KaBar compared to my new favorite knife

A trail knife must, aside from keeping its edge, hold together.  The blade can’t break off or chip and the handle must be comfortable enough to protect the hand.  While four inch blades make good woodcarving knives they are on the short side for trail knives especially in the American Southwest and primarily the brushlands where short blades can be dangerous around thorny plants.  I’ve said this many times but it’s always worth repeating.  If “don’t worry nothing will happen” becomes “damnit, something happened” then you’ll want a longer blade in desert, brushland and jungle environments.  It’s for that reason that I’ve learned the best trail knives have blades at least six inches long but I prefer seven or eight inch blade lengths.  In forested lands the short Scandi-bladed knife works but in the grueling deserts, brushlands and jungles you need more than that I assure you.  I have no favorite blade steel but I wouldn’t go lower than 1074 for carbon steel and I have had great success with 5160 spring steel.  The blades should be tempered in the mid to high 50s Rockwell but that is primarily along the blade edge.  The spine should be tempered down a bit and the tang area where the blade meets the handle should be tempered lower in order to make the knife robust.  Military blades are good knives but not necessarily the best.  The military buys millions of knives and concessions are made to economics and that doesn’t always translate to a great blade.  I had an uncle who spent WWII hopscotching across the Southern Pacific courtesy of his Uncle Sam.  He was a quiet man but he kept a journal and I remember reading about places called Guadalcanal, Tarawa and Guam.  He mentioned once that they broke a lot of knives and sometimes they’d gather up razor blades and broken knife blades and wedge them into palm tree trunks as “deterrents.”  Still, the KaBar USMC and USN and the Ontario USAF all have stick tangs and those will break if given some persuasion.

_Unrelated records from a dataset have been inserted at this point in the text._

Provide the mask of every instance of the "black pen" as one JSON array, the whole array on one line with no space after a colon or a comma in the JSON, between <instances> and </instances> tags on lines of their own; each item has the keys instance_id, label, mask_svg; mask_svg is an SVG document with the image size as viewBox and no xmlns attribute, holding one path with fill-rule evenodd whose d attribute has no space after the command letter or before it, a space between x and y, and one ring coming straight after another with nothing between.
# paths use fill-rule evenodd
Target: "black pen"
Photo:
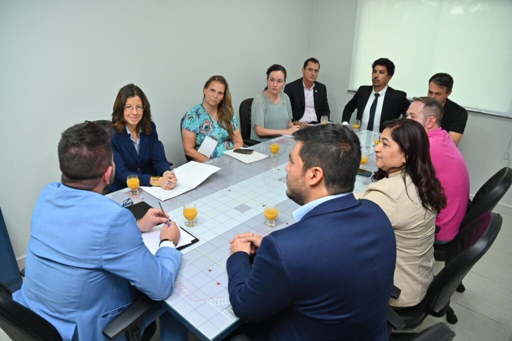
<instances>
[{"instance_id":1,"label":"black pen","mask_svg":"<svg viewBox=\"0 0 512 341\"><path fill-rule=\"evenodd\" d=\"M162 214L163 214L163 216L165 217L165 212L164 211L164 210L163 210L163 207L162 207L162 204L160 203L160 201L158 202L158 204L160 205L160 209L162 209ZM170 226L170 223L169 223L169 220L167 220L167 226Z\"/></svg>"}]
</instances>

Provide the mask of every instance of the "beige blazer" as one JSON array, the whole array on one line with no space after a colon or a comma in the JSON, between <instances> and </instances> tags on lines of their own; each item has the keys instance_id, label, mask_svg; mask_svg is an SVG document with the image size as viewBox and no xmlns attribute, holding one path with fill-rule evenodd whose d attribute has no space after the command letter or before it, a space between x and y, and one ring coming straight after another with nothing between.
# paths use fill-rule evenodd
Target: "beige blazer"
<instances>
[{"instance_id":1,"label":"beige blazer","mask_svg":"<svg viewBox=\"0 0 512 341\"><path fill-rule=\"evenodd\" d=\"M394 282L402 290L398 300L390 301L395 307L410 307L419 303L434 278L436 214L421 206L412 180L407 175L404 184L403 173L393 173L389 178L372 183L360 196L360 199L371 200L380 206L395 230Z\"/></svg>"}]
</instances>

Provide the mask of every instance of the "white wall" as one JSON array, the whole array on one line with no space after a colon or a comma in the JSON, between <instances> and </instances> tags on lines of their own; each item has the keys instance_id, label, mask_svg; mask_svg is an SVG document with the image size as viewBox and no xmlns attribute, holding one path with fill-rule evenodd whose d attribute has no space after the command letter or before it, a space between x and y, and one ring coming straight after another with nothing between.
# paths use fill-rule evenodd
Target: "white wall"
<instances>
[{"instance_id":1,"label":"white wall","mask_svg":"<svg viewBox=\"0 0 512 341\"><path fill-rule=\"evenodd\" d=\"M341 121L343 108L353 96L353 93L347 90L349 89L357 7L357 0L314 1L311 55L317 56L320 60L318 80L327 86L331 117L336 122ZM413 48L414 42L411 45ZM382 56L377 52L371 59L373 60ZM481 64L484 65L485 61L483 60ZM371 83L371 74L369 65L369 84ZM414 73L411 72L411 74L414 76ZM428 80L425 81L425 84ZM457 82L456 79L454 89L457 88ZM390 84L392 87L392 80ZM488 84L482 86L487 87ZM426 96L426 91L425 86L424 93L411 94L408 92L408 96L411 98ZM454 92L453 95L456 95L456 93ZM512 119L470 112L459 146L469 170L472 195L499 169L505 166L512 167L512 153L508 160L503 159L511 134ZM512 190L508 191L500 203L512 207Z\"/></svg>"},{"instance_id":2,"label":"white wall","mask_svg":"<svg viewBox=\"0 0 512 341\"><path fill-rule=\"evenodd\" d=\"M0 2L0 207L16 256L25 254L39 192L60 180L60 133L85 119L109 119L125 84L146 93L176 165L185 161L180 119L214 74L227 79L238 112L263 90L270 65L285 66L291 80L315 56L339 122L353 95L356 8L357 0ZM512 120L470 113L460 149L472 193L512 165L503 159L511 131ZM512 191L502 202L512 205Z\"/></svg>"},{"instance_id":3,"label":"white wall","mask_svg":"<svg viewBox=\"0 0 512 341\"><path fill-rule=\"evenodd\" d=\"M26 252L39 191L60 180L63 131L109 119L118 91L133 82L151 103L168 159L179 165L185 161L180 120L201 102L210 76L226 78L237 113L242 100L263 90L270 65L298 78L309 56L310 26L303 23L310 23L312 6L311 0L0 2L0 207L16 256Z\"/></svg>"}]
</instances>

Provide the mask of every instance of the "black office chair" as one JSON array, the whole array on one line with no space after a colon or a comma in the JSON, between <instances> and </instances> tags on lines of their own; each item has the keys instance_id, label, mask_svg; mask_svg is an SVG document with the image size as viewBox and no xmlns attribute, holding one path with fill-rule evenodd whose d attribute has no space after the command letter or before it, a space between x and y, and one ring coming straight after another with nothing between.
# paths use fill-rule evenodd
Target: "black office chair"
<instances>
[{"instance_id":1,"label":"black office chair","mask_svg":"<svg viewBox=\"0 0 512 341\"><path fill-rule=\"evenodd\" d=\"M461 230L464 226L485 212L491 212L512 185L512 168L504 167L493 175L480 188L475 195L460 224ZM434 245L434 258L436 261L444 261L449 243Z\"/></svg>"},{"instance_id":2,"label":"black office chair","mask_svg":"<svg viewBox=\"0 0 512 341\"><path fill-rule=\"evenodd\" d=\"M423 301L413 307L395 310L400 317L398 322L392 314L388 314L388 322L393 329L410 330L418 327L428 315L444 316L455 289L493 245L502 222L499 214L488 212L460 231L446 250L444 267L429 286ZM398 334L392 334L391 339L403 337Z\"/></svg>"},{"instance_id":3,"label":"black office chair","mask_svg":"<svg viewBox=\"0 0 512 341\"><path fill-rule=\"evenodd\" d=\"M154 321L141 335L141 317L153 308L156 301L143 295L116 316L103 330L112 339L125 333L129 341L149 341L156 330ZM0 328L12 341L58 341L62 340L50 322L12 300L11 290L0 282Z\"/></svg>"},{"instance_id":4,"label":"black office chair","mask_svg":"<svg viewBox=\"0 0 512 341\"><path fill-rule=\"evenodd\" d=\"M247 98L240 103L240 132L244 144L249 146L257 144L259 141L251 139L251 105L253 98Z\"/></svg>"}]
</instances>

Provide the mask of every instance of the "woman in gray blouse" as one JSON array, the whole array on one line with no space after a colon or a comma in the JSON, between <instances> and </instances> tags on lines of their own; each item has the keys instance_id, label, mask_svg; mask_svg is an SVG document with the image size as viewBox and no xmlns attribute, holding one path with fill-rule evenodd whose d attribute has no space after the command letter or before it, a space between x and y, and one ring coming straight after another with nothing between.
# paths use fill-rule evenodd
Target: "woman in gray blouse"
<instances>
[{"instance_id":1,"label":"woman in gray blouse","mask_svg":"<svg viewBox=\"0 0 512 341\"><path fill-rule=\"evenodd\" d=\"M267 87L251 106L251 139L263 142L299 129L291 121L290 99L282 92L286 80L286 70L281 65L274 64L267 70Z\"/></svg>"}]
</instances>

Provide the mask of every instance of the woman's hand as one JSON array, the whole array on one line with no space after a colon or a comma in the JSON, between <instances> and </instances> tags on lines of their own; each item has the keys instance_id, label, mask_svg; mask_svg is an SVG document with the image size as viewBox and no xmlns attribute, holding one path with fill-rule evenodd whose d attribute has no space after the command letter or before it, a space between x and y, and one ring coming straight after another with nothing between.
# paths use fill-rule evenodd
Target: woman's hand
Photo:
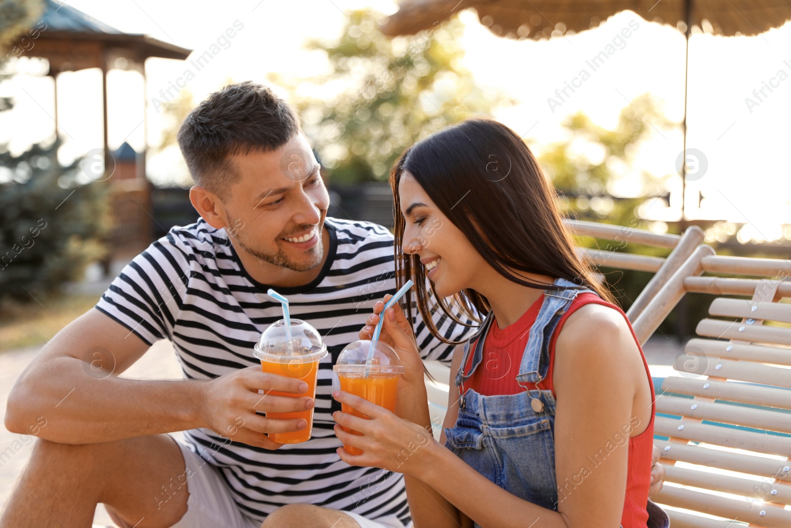
<instances>
[{"instance_id":1,"label":"woman's hand","mask_svg":"<svg viewBox=\"0 0 791 528\"><path fill-rule=\"evenodd\" d=\"M392 297L389 294L385 295L384 302ZM420 351L412 332L412 325L398 303L388 308L384 316L380 315L384 308L384 302L380 301L373 306L373 313L365 320L366 326L360 330L359 337L361 340L370 340L380 317L384 317L379 340L393 348L406 370L399 380L399 387L423 386L423 361L420 358Z\"/></svg>"},{"instance_id":2,"label":"woman's hand","mask_svg":"<svg viewBox=\"0 0 791 528\"><path fill-rule=\"evenodd\" d=\"M339 447L337 453L346 464L382 468L419 478L416 473L426 467L432 450L442 448L430 432L383 407L346 392L335 391L332 396L369 417L358 418L341 411L332 413L338 424L335 426L335 436L344 445L362 450L362 454L352 455ZM361 435L346 432L341 426Z\"/></svg>"},{"instance_id":3,"label":"woman's hand","mask_svg":"<svg viewBox=\"0 0 791 528\"><path fill-rule=\"evenodd\" d=\"M653 456L651 457L651 486L648 489L649 497L659 493L662 489L662 481L664 479L664 466L659 463L659 448L653 446Z\"/></svg>"}]
</instances>

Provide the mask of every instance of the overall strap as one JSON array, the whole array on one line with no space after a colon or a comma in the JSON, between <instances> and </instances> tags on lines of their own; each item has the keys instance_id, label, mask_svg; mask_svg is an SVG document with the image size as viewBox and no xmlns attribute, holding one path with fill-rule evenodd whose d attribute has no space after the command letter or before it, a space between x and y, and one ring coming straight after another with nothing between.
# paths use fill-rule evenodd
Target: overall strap
<instances>
[{"instance_id":1,"label":"overall strap","mask_svg":"<svg viewBox=\"0 0 791 528\"><path fill-rule=\"evenodd\" d=\"M530 329L528 344L524 347L519 374L517 375L517 382L522 386L526 383L538 383L547 375L549 368L549 342L560 318L573 300L581 293L596 293L562 277L556 279L554 284L570 287L544 291L546 298Z\"/></svg>"},{"instance_id":2,"label":"overall strap","mask_svg":"<svg viewBox=\"0 0 791 528\"><path fill-rule=\"evenodd\" d=\"M472 374L475 373L475 369L478 365L483 359L483 343L486 340L486 335L489 333L489 329L491 327L492 321L494 319L494 315L491 310L486 314L486 318L481 325L478 328L478 330L470 336L470 339L467 340L464 344L464 355L461 359L461 363L459 365L459 372L456 375L456 386L461 387L464 382L468 380ZM467 361L470 357L470 344L475 343L475 348L474 349L472 355L472 365L470 366L470 370L468 372L464 372L464 366L467 365ZM460 391L461 389L460 389Z\"/></svg>"}]
</instances>

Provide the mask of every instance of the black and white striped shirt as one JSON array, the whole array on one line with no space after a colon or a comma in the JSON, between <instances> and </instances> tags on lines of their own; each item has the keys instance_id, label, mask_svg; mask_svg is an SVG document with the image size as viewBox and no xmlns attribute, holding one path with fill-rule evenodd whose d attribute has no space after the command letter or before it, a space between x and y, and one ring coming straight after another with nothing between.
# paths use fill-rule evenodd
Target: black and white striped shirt
<instances>
[{"instance_id":1,"label":"black and white striped shirt","mask_svg":"<svg viewBox=\"0 0 791 528\"><path fill-rule=\"evenodd\" d=\"M396 291L393 237L376 224L327 218L329 253L309 284L277 291L291 314L312 325L330 354L320 364L312 438L268 450L231 442L209 429L185 432L191 447L220 469L243 513L258 520L277 507L308 503L369 519L396 515L410 521L403 477L342 462L332 431L331 368L341 349L358 339L373 303ZM202 219L174 227L136 256L113 281L97 308L153 344L170 340L187 378L210 379L259 364L253 345L282 318L269 287L245 272L225 230ZM417 310L414 310L417 312ZM449 364L452 347L434 339L416 314L424 359ZM455 340L470 332L441 311L437 328ZM466 321L471 322L471 321Z\"/></svg>"}]
</instances>

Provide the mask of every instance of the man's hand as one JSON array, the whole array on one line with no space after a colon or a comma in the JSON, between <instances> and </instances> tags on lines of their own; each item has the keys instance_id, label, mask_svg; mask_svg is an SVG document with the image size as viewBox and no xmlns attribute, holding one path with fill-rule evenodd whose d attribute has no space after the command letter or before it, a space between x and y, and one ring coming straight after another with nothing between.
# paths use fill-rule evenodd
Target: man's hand
<instances>
[{"instance_id":1,"label":"man's hand","mask_svg":"<svg viewBox=\"0 0 791 528\"><path fill-rule=\"evenodd\" d=\"M263 393L259 393L261 389ZM308 427L301 418L267 418L255 414L294 412L313 408L308 396L281 396L275 393L304 394L308 384L299 379L261 371L248 367L206 382L202 391L201 421L224 438L250 446L275 450L282 444L272 442L267 433L299 431Z\"/></svg>"},{"instance_id":2,"label":"man's hand","mask_svg":"<svg viewBox=\"0 0 791 528\"><path fill-rule=\"evenodd\" d=\"M659 463L659 448L653 446L653 456L651 457L651 486L648 488L649 496L656 495L662 489L662 479L664 478L664 466Z\"/></svg>"}]
</instances>

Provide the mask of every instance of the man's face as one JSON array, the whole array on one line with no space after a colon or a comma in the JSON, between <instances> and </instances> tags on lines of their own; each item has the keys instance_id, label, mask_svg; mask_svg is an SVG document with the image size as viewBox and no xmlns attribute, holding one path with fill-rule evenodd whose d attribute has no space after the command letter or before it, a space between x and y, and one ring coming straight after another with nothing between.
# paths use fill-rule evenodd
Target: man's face
<instances>
[{"instance_id":1,"label":"man's face","mask_svg":"<svg viewBox=\"0 0 791 528\"><path fill-rule=\"evenodd\" d=\"M233 156L240 177L222 202L225 230L259 260L295 272L321 264L330 198L319 164L299 134L271 152Z\"/></svg>"}]
</instances>

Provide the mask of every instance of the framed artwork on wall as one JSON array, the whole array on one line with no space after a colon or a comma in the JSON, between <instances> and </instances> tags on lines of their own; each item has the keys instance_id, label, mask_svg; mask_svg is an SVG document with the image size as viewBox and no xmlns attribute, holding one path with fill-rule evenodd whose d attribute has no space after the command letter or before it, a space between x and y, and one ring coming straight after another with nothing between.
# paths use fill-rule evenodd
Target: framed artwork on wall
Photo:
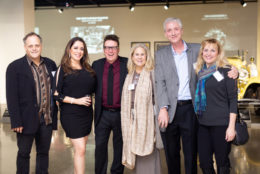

These days I carry one of my own blades made from either 5160 steel or 1095 steel.  A ranch hand showed me the knife he’d purchased at the local pulga or flea market.  It was a Chinese job made from 440A stainless steel.  He kept a six inch mill file in his back pocket in order to keep the blade sharp.  I am no fan of stainless steel but others will disagree.  Maybe that’s the thing to keep in mind when selecting a trail knife.  The decision is yours.  But ask yourself: What might go wrong and if it does do I have the knife I would need just in case.  And then try to imagine a young Woods Roamer stranded in a drifting motor boat in the middle of a jungle river dismantling a wooden bench then fashioning three paddles and all the while thinking…Damn, we should’ve been prepared.  Fortunately the KaBar worked that day as it has done millions of times in other places.  But it was a valuable learning experience.